According to the history of Junior’s Restaurant published several years ago, cheesecake was served to the athletes who participated in the first Olympics in 776 B.C.
Did you know it was a bar on Sands Street in what is now DUMBO that inspired Carson McCullers to write her famous novella “Ballad of the Sad Café”?
Promotion in the U.S. Army came very slowly in the years before the Civil War. In the 1840s when Robert E. Lee was put in charge of improving the fortifications at Fort Hamilton and the other U.S. forts in the Narrows, his rank was only that of a captain.
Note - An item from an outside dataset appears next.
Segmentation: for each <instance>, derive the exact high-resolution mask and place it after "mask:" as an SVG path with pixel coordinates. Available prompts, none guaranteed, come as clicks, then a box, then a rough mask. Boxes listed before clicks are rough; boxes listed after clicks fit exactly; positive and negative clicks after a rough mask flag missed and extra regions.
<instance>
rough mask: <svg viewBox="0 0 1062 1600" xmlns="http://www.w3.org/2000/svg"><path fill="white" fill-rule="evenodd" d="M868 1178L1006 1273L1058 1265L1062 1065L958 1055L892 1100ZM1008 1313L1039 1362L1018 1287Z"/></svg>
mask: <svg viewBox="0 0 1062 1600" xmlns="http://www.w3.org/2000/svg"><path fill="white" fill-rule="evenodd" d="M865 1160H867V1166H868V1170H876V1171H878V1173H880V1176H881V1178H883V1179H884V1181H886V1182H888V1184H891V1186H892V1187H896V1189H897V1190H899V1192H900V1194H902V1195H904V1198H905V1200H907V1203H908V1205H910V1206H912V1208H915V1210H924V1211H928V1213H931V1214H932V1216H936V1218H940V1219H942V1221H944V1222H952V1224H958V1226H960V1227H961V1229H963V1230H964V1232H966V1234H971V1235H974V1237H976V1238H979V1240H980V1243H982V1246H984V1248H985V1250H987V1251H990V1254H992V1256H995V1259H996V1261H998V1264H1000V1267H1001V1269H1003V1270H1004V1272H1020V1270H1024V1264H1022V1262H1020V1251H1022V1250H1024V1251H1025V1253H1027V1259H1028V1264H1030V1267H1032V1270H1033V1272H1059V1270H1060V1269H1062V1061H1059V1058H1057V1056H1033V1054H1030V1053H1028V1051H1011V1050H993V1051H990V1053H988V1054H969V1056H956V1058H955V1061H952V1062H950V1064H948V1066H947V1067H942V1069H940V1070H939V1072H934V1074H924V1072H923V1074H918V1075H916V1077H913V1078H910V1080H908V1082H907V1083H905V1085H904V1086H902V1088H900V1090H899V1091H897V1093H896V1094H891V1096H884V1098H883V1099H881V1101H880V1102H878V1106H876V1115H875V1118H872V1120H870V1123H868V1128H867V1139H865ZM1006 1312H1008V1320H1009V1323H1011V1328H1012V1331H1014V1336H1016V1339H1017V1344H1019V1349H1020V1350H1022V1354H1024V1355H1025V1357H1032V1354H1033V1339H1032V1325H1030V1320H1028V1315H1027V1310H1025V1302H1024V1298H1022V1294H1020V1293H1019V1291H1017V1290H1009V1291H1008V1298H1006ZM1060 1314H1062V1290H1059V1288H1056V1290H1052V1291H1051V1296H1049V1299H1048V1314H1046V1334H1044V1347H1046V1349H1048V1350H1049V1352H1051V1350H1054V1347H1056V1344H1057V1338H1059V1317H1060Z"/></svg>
Dominie Henricus Selyns, Brooklyn’s first man of the cloth, didn’t think too much of Brooklyn. He described it as “an ugly little village.”
Not long after he said he jumped off the Brooklyn Bridge, Steve Brodie was arrested for “suicidal behavior.”
Yes, it’s true. Boerum Hill was named for a farmer, Samuel Boerum, who owned most of what is now the Boerum Hill neighborhood.
An early edition of the AIA Guide to New York City singled out the houses at 2 and 3 Pierrepont Place in Brooklyn Heights as the “most elegant brownstones in New York City.”
Although the Central Branch of the Brooklyn Public Library on Eastern Parkway opened its doors in 1941, it took another decade before the interior construction was completed.
Henry Ward Beecher’s mother died when he was only 3 years old, and for days after, he was seen digging in his backyard saying he “wanted to be where she was.”
Are the hundred-some members of the Knickerbocker Field Club in Flatbush aware their club is the oldest tennis club in Brooklyn and that the five courts they play on are the same courts that were first played on in 1892?
Strangely, although Robert Moses swept through neighborhoods destroying streets, houses and landmarks in his obsession to create expressways and roadways, practically everything he laid his hands on was in the boroughs and not in Manhattan where he worked and lived.